Synthesis and Characterization of Rhenium(III) and Technetium(III) Organohydrazide Chelate Complexes. Reactions of 2-Hydrazinopyridine with Complexes of Rhenium and Technetium.

The organohydrazide chelate complexes M(III)(NNpy)(PPh(3))(2)Cl(2) (1, 3) (M = Re, Tc) have been synthesized using the organohydrazine 2-hydrazinopyridine. The chelated organohydrazide is a diazenido(1-) ligand that forms a five-membered ring with the metal center. An X-ray structural analysis of 1 indicates that there is a delocalized pi-system formed by the chelate ring. These octahedral, d(4) metal complexes have diamagnetic (1)H NMR spectra.
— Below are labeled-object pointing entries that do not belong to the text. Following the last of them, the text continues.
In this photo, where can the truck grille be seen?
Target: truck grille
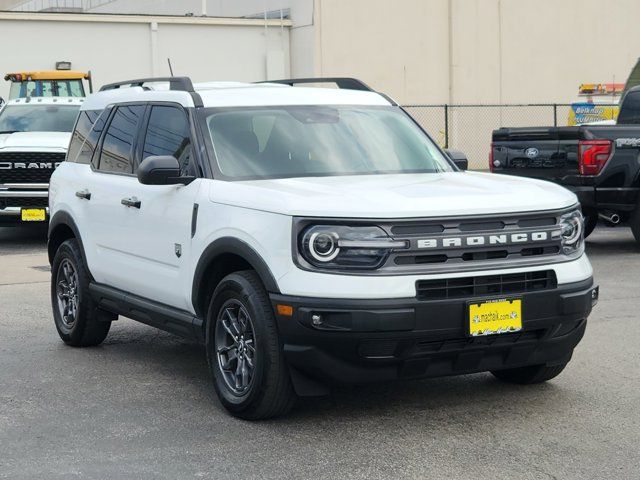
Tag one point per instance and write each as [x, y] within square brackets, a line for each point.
[23, 202]
[507, 284]
[28, 167]
[436, 245]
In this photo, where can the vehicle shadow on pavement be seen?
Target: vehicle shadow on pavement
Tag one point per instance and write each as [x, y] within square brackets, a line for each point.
[22, 239]
[182, 365]
[611, 240]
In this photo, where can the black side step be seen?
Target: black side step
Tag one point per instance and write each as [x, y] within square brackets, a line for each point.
[149, 312]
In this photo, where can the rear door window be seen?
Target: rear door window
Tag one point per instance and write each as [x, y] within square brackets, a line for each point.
[85, 136]
[168, 134]
[117, 148]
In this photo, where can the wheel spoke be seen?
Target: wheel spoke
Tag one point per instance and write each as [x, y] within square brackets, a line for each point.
[249, 361]
[226, 361]
[238, 374]
[225, 349]
[226, 327]
[245, 373]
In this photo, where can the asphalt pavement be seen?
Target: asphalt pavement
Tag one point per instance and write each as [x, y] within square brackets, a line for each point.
[142, 405]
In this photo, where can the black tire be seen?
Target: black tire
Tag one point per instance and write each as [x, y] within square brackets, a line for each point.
[590, 222]
[529, 375]
[86, 327]
[266, 390]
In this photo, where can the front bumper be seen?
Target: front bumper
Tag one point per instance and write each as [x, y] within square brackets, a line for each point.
[362, 341]
[20, 198]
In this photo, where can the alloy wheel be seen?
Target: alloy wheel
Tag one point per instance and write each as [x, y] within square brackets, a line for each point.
[67, 292]
[235, 346]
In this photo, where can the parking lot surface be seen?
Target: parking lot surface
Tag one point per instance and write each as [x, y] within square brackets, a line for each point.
[141, 405]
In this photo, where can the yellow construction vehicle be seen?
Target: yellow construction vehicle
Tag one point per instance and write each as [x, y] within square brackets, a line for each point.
[54, 83]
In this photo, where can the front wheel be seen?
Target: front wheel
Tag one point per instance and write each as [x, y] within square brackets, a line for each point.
[76, 317]
[529, 375]
[244, 354]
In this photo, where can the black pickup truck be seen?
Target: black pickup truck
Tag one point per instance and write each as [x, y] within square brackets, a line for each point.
[600, 163]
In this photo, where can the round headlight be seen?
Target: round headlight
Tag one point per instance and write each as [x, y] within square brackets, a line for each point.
[571, 229]
[324, 246]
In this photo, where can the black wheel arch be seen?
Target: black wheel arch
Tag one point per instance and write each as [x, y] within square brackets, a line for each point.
[62, 227]
[223, 256]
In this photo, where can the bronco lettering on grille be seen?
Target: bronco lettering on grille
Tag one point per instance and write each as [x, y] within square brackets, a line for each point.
[483, 240]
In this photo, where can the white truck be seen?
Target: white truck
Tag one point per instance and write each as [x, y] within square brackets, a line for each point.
[34, 136]
[308, 236]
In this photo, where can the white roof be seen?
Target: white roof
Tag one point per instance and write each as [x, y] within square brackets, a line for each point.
[47, 101]
[236, 94]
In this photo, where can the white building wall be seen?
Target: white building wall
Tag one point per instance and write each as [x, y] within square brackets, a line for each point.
[117, 48]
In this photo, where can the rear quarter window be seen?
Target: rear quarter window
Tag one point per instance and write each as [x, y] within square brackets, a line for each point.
[85, 136]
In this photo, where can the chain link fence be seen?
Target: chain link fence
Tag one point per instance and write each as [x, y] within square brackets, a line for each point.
[469, 127]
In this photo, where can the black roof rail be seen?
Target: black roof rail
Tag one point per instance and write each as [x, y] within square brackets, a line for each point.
[342, 82]
[175, 83]
[181, 84]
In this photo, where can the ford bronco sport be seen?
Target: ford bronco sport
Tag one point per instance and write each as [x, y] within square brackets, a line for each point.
[308, 236]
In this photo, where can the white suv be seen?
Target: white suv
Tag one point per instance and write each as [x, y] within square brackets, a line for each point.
[308, 236]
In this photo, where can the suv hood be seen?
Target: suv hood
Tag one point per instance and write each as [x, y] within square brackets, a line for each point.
[30, 140]
[395, 196]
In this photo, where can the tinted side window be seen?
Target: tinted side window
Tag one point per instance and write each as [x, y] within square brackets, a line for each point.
[85, 136]
[168, 134]
[117, 148]
[630, 110]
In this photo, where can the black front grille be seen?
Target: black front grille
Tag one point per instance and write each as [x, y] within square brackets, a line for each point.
[23, 202]
[508, 284]
[28, 167]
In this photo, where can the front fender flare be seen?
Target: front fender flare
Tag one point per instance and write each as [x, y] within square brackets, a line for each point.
[230, 245]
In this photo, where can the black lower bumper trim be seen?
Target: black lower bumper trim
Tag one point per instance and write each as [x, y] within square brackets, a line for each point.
[357, 341]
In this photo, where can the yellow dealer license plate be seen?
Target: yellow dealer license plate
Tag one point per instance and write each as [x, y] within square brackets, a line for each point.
[495, 316]
[33, 214]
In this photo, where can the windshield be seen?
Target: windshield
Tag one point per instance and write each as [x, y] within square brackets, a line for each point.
[46, 88]
[38, 118]
[298, 141]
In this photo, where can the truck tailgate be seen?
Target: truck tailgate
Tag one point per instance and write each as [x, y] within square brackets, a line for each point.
[549, 153]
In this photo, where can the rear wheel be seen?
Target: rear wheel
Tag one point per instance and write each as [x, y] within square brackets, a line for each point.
[244, 353]
[78, 321]
[529, 375]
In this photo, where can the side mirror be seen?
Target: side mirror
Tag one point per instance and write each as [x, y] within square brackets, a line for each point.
[459, 158]
[161, 170]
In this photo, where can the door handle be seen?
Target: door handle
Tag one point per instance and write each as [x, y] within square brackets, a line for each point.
[131, 202]
[84, 194]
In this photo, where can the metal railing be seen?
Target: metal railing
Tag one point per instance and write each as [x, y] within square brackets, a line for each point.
[469, 127]
[60, 5]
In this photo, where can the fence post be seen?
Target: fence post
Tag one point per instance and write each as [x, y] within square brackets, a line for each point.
[446, 126]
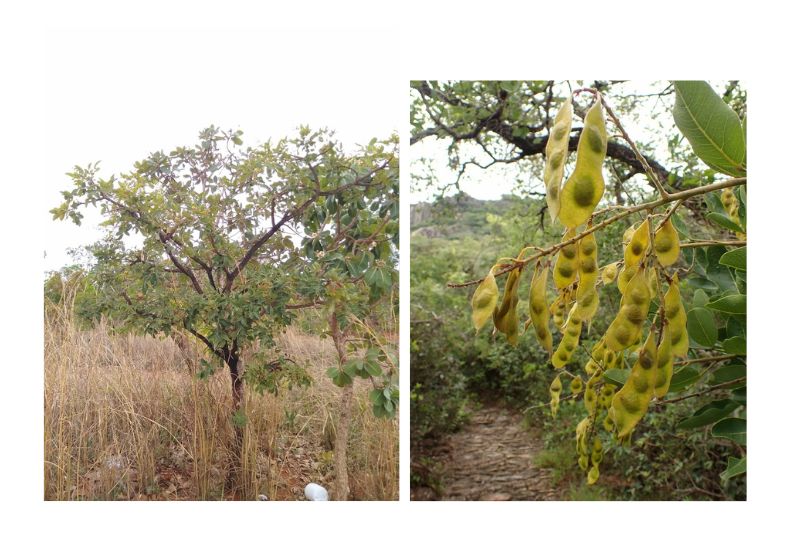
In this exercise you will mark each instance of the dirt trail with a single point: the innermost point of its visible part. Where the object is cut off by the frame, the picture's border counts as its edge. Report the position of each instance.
(491, 458)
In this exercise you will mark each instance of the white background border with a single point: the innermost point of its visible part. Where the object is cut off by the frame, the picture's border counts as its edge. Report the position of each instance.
(445, 40)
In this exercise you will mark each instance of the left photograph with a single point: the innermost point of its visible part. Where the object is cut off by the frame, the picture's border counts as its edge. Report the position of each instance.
(227, 329)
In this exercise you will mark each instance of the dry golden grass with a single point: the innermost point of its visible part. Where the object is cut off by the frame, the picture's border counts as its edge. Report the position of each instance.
(124, 418)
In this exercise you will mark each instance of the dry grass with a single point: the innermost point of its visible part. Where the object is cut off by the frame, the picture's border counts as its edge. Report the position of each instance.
(124, 418)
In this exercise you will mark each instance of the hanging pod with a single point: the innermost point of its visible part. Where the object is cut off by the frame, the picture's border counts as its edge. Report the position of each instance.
(484, 300)
(584, 188)
(556, 156)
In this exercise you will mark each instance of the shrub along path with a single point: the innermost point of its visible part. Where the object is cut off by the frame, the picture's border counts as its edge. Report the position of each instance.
(491, 459)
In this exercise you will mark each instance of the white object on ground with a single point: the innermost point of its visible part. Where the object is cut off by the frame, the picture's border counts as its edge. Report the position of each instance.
(315, 492)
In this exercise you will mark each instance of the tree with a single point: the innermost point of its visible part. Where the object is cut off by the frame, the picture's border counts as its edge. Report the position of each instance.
(224, 243)
(659, 342)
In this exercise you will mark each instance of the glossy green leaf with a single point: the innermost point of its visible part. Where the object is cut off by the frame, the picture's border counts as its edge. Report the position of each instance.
(733, 304)
(700, 299)
(372, 368)
(708, 414)
(683, 378)
(736, 467)
(727, 373)
(616, 377)
(735, 345)
(701, 326)
(732, 428)
(725, 222)
(735, 258)
(711, 127)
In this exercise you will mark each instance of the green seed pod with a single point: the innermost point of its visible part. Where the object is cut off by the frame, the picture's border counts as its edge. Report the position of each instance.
(539, 311)
(484, 300)
(587, 299)
(576, 385)
(609, 273)
(583, 462)
(673, 309)
(505, 316)
(555, 395)
(626, 327)
(556, 156)
(630, 403)
(565, 269)
(567, 346)
(636, 249)
(584, 188)
(624, 277)
(593, 475)
(608, 422)
(664, 363)
(590, 401)
(667, 244)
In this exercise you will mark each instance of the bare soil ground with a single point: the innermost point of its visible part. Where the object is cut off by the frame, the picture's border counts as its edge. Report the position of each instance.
(491, 459)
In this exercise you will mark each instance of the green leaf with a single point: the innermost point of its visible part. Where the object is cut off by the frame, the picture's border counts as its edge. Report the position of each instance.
(239, 418)
(711, 127)
(735, 345)
(714, 203)
(375, 396)
(701, 326)
(725, 222)
(683, 379)
(680, 225)
(735, 258)
(727, 373)
(616, 377)
(708, 414)
(351, 368)
(378, 278)
(733, 304)
(736, 467)
(373, 368)
(732, 428)
(700, 299)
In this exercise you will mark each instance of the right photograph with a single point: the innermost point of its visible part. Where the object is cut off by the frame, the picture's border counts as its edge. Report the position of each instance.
(578, 300)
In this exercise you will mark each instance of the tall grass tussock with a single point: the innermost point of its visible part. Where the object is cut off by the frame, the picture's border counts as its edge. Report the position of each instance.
(127, 418)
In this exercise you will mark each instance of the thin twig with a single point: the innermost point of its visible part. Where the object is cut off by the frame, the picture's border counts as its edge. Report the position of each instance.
(681, 195)
(703, 392)
(647, 169)
(693, 244)
(709, 359)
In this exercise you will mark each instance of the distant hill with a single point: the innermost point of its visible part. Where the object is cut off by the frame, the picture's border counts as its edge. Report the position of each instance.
(459, 215)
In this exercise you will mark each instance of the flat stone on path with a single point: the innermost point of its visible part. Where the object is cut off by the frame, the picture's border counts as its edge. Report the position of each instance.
(491, 459)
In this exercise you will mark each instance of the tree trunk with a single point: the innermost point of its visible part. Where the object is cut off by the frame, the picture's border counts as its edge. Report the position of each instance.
(342, 490)
(340, 446)
(232, 482)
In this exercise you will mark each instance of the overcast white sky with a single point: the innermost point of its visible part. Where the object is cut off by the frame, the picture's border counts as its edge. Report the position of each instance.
(117, 96)
(499, 179)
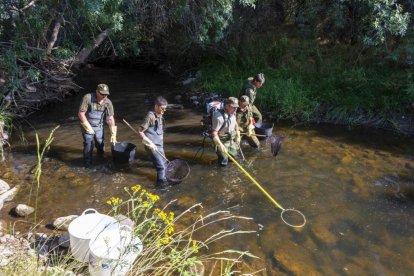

Complex 1, C(41.50)H(34)Cl(2)N(3)O(0.5)P(2)Re, crystallizes in the triclinic space group P&onemacr; with a = 10.5549(7) Å, b = 12.2699(8) Å, c = 16.8206(12) Å, alpha = 105.9050(10) degrees, beta = 95.8930(10) degrees, gamma = 111.0100(10) degrees, V = 1906.1(2) Å(3), Z = 2, and R = 0.0650 based on 5268 unique reflections. The FABMS+ in (p-nitrobenzyl alcohol) of 3 reveals a parent ion peak at m/z 799.2. The complex [Re(HNNpy)(NNpy)(PMe(2)Ph)(2)Cl](+)[Cl](-) (2) contains a chelated, neutral organodiazene ligand and a linear, diazenido(1-) ligand. The X-ray structural analysis of 2, C(26)H(30)Cl(2)N(6)P(2)Re, indicates a delocalized pi-system formed by the chelate ring. The (1)H NMR spectrum of 2 is not paramagnetically shifted. Complex 2 crystallizes in the orthorhombic space group Pna2(1) with a = 17.383(4) Å, b = 13.967(3) Å, c = 12.002(2) Å, V = 2913.9(10) Å(3), Z = 4, and R = 0.0384 based on 3083 unique reflections.